CSR Food For Thought: It’s All About the Employees

Nov 14, 2014 1:30 PM ET

CSR Food For Thought: It’s All About the Employees

The CSR Food for Thought series is a weekly roundup of relevant news from around the Web, presented to you in one bite-sized blog post. Follow us on Twitter for CSR news and trends throughout the week: @VM_Solutions.

The Crucial – and Underappreciated –  Role of HR in Sustainability
At VolunteerMatch, we’ve been saying this for a while: CSR should be built into the very core of a company. An important part of achieving this is to include CSR in your employee recruitment and onboarding processes. This post from MIT Sloan Management Review challenges companies to do better at incorporating CSR into their HR practices. They advocate for a quadruple bottom line – people, planet, profit, and community impact. We couldn’t agree more!

Cisco Employee Volunteers Help a Texas Family Rebuild
Cisco has partnered with Habitat for Humanity for decades. But for Cisco Project Manager Beth Kolman, this time was different. In this post, she conveys how she was moved by the experience of attending a groundbreaking ceremony with fellow employees and hearing directly from the family they were helping. At VolunteerMatch, we love hearing stories like this.
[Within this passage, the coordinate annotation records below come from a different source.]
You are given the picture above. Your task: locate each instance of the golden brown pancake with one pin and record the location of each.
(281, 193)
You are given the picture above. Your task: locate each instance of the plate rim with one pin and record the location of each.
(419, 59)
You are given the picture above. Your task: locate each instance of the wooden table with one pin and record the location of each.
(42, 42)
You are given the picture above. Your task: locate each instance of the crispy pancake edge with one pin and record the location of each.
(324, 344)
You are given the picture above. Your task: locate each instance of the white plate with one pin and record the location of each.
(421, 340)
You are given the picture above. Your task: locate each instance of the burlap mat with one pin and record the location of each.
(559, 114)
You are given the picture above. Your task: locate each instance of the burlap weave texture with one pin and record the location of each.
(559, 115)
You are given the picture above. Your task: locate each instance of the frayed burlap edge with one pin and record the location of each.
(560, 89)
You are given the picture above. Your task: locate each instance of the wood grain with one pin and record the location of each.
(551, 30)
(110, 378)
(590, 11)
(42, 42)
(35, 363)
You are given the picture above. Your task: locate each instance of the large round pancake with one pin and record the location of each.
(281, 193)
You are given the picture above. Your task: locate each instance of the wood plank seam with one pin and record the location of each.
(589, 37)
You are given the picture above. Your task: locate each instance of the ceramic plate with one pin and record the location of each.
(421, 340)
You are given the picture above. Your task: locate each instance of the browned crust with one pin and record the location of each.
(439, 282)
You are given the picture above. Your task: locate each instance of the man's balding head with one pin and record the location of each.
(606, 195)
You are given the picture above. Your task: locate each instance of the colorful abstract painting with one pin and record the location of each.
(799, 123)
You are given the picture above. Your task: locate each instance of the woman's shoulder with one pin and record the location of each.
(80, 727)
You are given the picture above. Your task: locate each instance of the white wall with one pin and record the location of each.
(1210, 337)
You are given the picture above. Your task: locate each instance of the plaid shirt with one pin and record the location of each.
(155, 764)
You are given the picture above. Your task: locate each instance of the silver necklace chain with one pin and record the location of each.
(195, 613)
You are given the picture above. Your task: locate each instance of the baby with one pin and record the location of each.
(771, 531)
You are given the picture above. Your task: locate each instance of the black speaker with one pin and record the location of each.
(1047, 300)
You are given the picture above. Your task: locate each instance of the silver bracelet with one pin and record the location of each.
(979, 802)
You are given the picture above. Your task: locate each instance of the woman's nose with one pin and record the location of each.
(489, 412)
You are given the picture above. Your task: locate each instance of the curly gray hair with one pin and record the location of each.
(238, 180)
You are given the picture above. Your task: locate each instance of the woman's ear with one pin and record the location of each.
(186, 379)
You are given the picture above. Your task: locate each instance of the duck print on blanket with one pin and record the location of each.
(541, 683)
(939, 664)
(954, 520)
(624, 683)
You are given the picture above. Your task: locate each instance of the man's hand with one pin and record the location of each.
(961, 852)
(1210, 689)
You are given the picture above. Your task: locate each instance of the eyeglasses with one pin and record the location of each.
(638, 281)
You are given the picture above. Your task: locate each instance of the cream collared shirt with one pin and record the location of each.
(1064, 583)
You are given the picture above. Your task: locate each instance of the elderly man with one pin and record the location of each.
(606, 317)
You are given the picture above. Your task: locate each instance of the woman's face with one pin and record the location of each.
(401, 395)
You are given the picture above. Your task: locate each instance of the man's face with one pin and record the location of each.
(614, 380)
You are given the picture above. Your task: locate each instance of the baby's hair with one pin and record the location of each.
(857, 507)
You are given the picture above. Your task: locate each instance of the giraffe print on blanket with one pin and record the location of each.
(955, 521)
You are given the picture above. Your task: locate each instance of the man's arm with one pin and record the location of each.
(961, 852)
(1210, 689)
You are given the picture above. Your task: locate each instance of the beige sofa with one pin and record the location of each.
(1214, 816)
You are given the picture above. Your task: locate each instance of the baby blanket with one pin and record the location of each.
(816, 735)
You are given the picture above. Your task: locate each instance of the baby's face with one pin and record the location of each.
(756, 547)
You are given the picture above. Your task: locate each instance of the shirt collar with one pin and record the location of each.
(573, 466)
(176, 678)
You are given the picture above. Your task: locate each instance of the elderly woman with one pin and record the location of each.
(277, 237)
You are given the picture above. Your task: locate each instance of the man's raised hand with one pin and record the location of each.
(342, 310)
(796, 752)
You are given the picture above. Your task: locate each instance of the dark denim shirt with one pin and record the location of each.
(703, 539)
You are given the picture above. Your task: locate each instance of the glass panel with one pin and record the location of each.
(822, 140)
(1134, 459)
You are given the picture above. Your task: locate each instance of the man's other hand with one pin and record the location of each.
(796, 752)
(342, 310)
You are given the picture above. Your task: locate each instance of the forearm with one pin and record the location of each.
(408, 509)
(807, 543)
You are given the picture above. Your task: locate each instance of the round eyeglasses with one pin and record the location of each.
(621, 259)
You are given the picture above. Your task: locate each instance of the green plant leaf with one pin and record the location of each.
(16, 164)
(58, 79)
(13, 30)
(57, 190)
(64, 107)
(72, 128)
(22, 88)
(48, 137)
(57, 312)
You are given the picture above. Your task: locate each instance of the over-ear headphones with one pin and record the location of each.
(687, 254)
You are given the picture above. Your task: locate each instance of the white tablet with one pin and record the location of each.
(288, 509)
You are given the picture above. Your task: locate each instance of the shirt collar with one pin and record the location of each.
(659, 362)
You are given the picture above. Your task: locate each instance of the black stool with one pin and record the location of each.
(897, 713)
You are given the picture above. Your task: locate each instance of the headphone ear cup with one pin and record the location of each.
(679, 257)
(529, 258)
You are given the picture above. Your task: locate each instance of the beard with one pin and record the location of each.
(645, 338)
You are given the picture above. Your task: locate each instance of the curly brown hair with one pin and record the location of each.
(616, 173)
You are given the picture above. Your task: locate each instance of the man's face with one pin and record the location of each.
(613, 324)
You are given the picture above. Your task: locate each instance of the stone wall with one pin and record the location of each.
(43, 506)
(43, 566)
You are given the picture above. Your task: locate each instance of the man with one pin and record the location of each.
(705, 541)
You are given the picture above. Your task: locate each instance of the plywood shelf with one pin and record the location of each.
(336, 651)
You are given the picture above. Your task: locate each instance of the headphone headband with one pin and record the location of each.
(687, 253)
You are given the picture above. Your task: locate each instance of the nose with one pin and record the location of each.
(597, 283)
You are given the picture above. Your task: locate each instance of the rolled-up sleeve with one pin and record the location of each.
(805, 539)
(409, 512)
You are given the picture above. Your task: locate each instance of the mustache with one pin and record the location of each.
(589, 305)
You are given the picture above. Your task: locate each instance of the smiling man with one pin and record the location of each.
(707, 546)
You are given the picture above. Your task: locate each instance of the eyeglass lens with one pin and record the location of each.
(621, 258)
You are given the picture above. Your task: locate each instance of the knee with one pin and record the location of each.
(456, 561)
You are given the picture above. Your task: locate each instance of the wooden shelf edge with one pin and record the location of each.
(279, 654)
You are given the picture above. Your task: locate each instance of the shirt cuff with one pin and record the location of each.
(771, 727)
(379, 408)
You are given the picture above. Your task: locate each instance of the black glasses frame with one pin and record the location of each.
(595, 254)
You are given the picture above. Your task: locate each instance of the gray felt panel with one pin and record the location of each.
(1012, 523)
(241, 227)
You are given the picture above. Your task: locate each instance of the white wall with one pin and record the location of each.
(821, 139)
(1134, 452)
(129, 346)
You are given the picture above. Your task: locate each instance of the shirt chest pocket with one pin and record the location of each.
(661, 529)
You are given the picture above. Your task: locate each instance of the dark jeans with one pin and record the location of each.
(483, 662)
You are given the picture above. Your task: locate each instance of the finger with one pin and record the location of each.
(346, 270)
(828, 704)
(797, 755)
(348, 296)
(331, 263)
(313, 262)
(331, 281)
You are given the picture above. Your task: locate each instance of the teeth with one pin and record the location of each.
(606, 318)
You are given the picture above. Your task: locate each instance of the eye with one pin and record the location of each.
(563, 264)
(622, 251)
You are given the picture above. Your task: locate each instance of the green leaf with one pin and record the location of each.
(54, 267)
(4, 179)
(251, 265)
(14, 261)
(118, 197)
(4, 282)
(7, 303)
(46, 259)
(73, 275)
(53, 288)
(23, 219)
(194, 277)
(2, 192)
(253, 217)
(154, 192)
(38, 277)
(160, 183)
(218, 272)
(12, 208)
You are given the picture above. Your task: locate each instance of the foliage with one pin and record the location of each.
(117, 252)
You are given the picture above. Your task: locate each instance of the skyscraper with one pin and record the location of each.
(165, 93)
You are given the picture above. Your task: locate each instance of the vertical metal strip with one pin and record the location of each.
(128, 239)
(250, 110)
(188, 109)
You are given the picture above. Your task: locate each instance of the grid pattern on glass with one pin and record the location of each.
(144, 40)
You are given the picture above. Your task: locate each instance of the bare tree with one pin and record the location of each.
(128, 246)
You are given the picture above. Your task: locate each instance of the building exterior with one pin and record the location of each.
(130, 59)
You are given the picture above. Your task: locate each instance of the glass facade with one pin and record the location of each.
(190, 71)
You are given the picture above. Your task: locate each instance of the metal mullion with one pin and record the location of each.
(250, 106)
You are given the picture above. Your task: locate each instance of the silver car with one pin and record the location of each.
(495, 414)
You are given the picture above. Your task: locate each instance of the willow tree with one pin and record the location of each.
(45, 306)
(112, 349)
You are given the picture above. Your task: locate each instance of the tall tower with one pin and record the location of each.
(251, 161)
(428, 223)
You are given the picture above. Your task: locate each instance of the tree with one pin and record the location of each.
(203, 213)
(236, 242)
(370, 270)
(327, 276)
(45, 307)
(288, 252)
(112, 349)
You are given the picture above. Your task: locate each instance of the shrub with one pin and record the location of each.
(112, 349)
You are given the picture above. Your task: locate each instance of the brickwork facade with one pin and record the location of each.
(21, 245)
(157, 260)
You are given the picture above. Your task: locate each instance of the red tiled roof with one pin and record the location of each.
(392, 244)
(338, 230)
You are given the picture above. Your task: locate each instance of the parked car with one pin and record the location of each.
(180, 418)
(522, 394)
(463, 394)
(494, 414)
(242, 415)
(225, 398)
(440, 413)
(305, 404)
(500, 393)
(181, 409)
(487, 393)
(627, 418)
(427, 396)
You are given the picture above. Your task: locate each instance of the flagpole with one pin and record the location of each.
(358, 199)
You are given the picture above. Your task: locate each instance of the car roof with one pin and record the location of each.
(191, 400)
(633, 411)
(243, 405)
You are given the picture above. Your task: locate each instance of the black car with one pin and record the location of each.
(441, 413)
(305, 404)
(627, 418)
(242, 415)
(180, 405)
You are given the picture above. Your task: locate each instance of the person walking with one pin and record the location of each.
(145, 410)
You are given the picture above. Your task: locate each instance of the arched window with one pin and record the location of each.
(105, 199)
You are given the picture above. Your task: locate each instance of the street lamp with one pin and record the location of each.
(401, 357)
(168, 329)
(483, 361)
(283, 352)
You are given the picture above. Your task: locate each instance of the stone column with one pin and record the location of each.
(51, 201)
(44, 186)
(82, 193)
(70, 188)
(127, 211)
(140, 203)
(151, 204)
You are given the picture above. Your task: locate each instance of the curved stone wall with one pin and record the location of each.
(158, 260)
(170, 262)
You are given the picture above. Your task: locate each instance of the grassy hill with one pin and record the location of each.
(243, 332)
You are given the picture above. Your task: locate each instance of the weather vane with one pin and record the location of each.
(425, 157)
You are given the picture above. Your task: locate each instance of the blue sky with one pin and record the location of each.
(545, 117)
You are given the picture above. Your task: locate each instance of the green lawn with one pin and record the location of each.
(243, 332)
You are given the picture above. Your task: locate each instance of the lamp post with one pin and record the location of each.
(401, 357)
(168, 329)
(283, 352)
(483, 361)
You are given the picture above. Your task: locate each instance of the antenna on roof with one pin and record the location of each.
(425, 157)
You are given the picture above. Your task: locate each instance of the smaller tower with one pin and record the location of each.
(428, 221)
Offering fulfilling volunteer opportunities is a great way to keep your employees happy.

Supercharge Your CSR Commitments through Employee Engagement
As this Triple Pundit article puts it, “Happy employees usually equal profitable companies”. It gives numerous examples (summarized from the Conference Board of Canada’s recent CSR Summit) of companies supercharging their CSR by following this advice: Start at the top, get employee buy-in and participation, tell awesome stories, and assemble a great team.

13 Disturbing Facts about Employee Engagement [Infographic]
Don’t let this scary-sounding infographic from The Huffington Post’s blog get you down. Yes, it shows that employee engagement, overall, is low. But it also shows how much room there is for improvement, how much we have to gain from investing in employee engagement, and how much potential exists to make your company stand out from the crowd.